Estou a ficar mais eremita e raramente saio do meu “castelo”, nome pomposo que Daniel de Sá deu à “falsa” onde tenho o escritório com vista para as vacas alpinistas e para a costa até à Bretanha. Por outro lado, tenho a satisfação dum dever enorme cumprido: o de ter acabado o “livro da vida” como afetuosamente ou afetivamente lhe chamo. Trata de tudo e de nada, uma ficção histórica narrativa sem heróis nem moral, poderia ser uma lenda ou um diário de bordo de muitas viagens e de muitos anos nos mares salgados que tantas lágrimas e fel deram. Em agosto de 2008 ainda o mês não acabara quando decidi ter direito às merecidas férias partindo de avião para a ilha de São Jorge com pouca bagagem e estas instruções do Onésimo [Teotónio de Almeida]:

 

Ah! Como gostava de perpetuar momentos destes e torná-los permanentes, libertar-me da escravatura que nos impõem como preço de vivermos. Aqui, neste paraíso que o inverno torna bem agreste, as palavras fluem como ondas e vêm desaguar sempre numa qualquer folha de papel. A mente liberta-se das peias do quotidiano e voga ao sabor do mar, como se viver fosse útil ou até necessário. Por vezes, é preciso sair de dentro das ameias do meu “castelo” e vir sentir-me liberto nesta prisão sem grades que as ilhas todas tendem a ser. Podemos, afinal, ser livres dentro de uma prisão e não precisamos de voar como os pássaros, nem nadar como os peixes, basta uma dose de mar e sol, e deixar a mente vaguear, vogando no salgado das ondas … Esta ilha é linda, mas digo-vos do outro lado dela só há mar….

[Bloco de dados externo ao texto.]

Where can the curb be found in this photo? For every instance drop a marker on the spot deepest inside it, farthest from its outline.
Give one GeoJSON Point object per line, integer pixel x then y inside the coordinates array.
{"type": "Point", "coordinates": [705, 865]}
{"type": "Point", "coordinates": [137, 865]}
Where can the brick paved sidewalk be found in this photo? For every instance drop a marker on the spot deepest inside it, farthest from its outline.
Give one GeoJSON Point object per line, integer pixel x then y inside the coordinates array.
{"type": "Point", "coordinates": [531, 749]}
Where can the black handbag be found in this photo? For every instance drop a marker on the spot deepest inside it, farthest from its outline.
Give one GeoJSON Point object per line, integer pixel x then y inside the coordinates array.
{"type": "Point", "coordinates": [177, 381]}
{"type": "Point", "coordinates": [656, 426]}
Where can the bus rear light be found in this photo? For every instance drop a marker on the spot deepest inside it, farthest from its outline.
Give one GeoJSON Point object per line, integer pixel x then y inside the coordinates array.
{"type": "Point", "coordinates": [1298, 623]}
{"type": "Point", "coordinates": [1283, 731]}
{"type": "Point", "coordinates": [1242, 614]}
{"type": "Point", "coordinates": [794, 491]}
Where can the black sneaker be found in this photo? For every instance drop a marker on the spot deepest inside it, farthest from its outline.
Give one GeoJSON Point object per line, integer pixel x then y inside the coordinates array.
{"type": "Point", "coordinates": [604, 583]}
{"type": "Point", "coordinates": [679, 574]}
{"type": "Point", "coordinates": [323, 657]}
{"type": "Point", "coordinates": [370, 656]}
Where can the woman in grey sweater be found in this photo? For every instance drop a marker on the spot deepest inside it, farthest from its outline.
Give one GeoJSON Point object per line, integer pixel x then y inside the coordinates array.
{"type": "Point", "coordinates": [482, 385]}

Ouço as ondas aqui onde o mar é rei e senhor de todas as horas.

fui ao lado outro da ilha

lá onde nunca ninguém vai

e vi que era verdade

só há mar, nada mais

por todos os lados menos por um

….

1008 MAIA [AO DANIEL DE SÁ] (PICO 9 agosto 2011)

das penedias da tua maia

avistas o mar

teme-lo

afugenta-lo

com tuas palavras

narras histórias antigas de encantar

contas lendas de tempos que não vivi

habito lendas que ainda não leste

escrevo o que vivo e sinto

da janela do meu castelo

voltado ao grande oceano

à ilha mágica da autonomia

em nevoeiro de s. joão

  1. miguel vive em terra

costas voltadas ao mar

por vezes tenho de o largar

da minha lomba

o mar não temo

nem repelo

nem suas águas em descabelo

nem suas terras de tremores

convulsões

medos, pavores, temores

audacioso ou petulante

abro-me ao seu encanto

enleiam-me adamastores e sereias

e me embalam

deixo-me seduzir

sem atropelo

vogo nas ondas

as correntes me levam

velas enfunadas

ao sabor da maré

nem sei quantos

dias, meses ou anos

andei marejando

sem destino

sem vocação

arribo noutra ilha

mística

mágica

abrigo-me na sombra

de seus cumes

vulcões endormidos

no magnético pico

crio este sortilégio

sem bruxas

nem feiticeiras

curandeiras

mezinheiras

macumbeiras

noutros tempos era astrologia

contavas tu daniel

seus segredos sem papel

hoje é apenas

e já

poesia.

saravá poeta amigo…


116.4. ILHA DA AUTONOMIA junho 2012

Da “falsa” (termo micaelense para o sótão), a janela do meu “castelo” desabrochava sobre o mundo. Enxergo mares. Lobrigo montes. Diviso nevoeiros que desaparecem sem rasto. Vislumbro vacas fiéis ao seu destino ruminante sem desfraldarem queixumes. A chuva inclemente e desapiedada vinha, ora do agreste nordeste (o mata-vacas), ora de oeste ou sul e fenestra o meu “castelo”. As grossas pingas corriam janela abaixo, infiltradas na caleira minúscula sob o caixilho. Toldavam-me o juízo, arrefecendo a minha paciência oriental, gotejando lentamente para o chão.

Mais um inimigo invisível quebrando o cerco permanente que sentia do lado de fora das minhas ameias. Entrei no café. Ao balcão, os do costume. A humidade goteja pelas faces como se fossem paredes. Ninguém parece aperceber-se.

Fantasio, de quando em vez, que a verdadeira autonomia se abaterá sobre o arquipélago criado a ferro e fogo. Aí se vislumbrará a tal ínsula nova. Com ela devaneio. Se a antecipo encoberta componho os óculos, arregalo a íris, foco o invisível. As ondas e as nuvens também conspiram para a ocultarem. Careço de um cartógrafo para a mapear. Enxergo-lhe contornos como se a visse em Braille. Ia jurar tê-la avistado, mais do que uma vez. A minha mulher disse-me que alucinava.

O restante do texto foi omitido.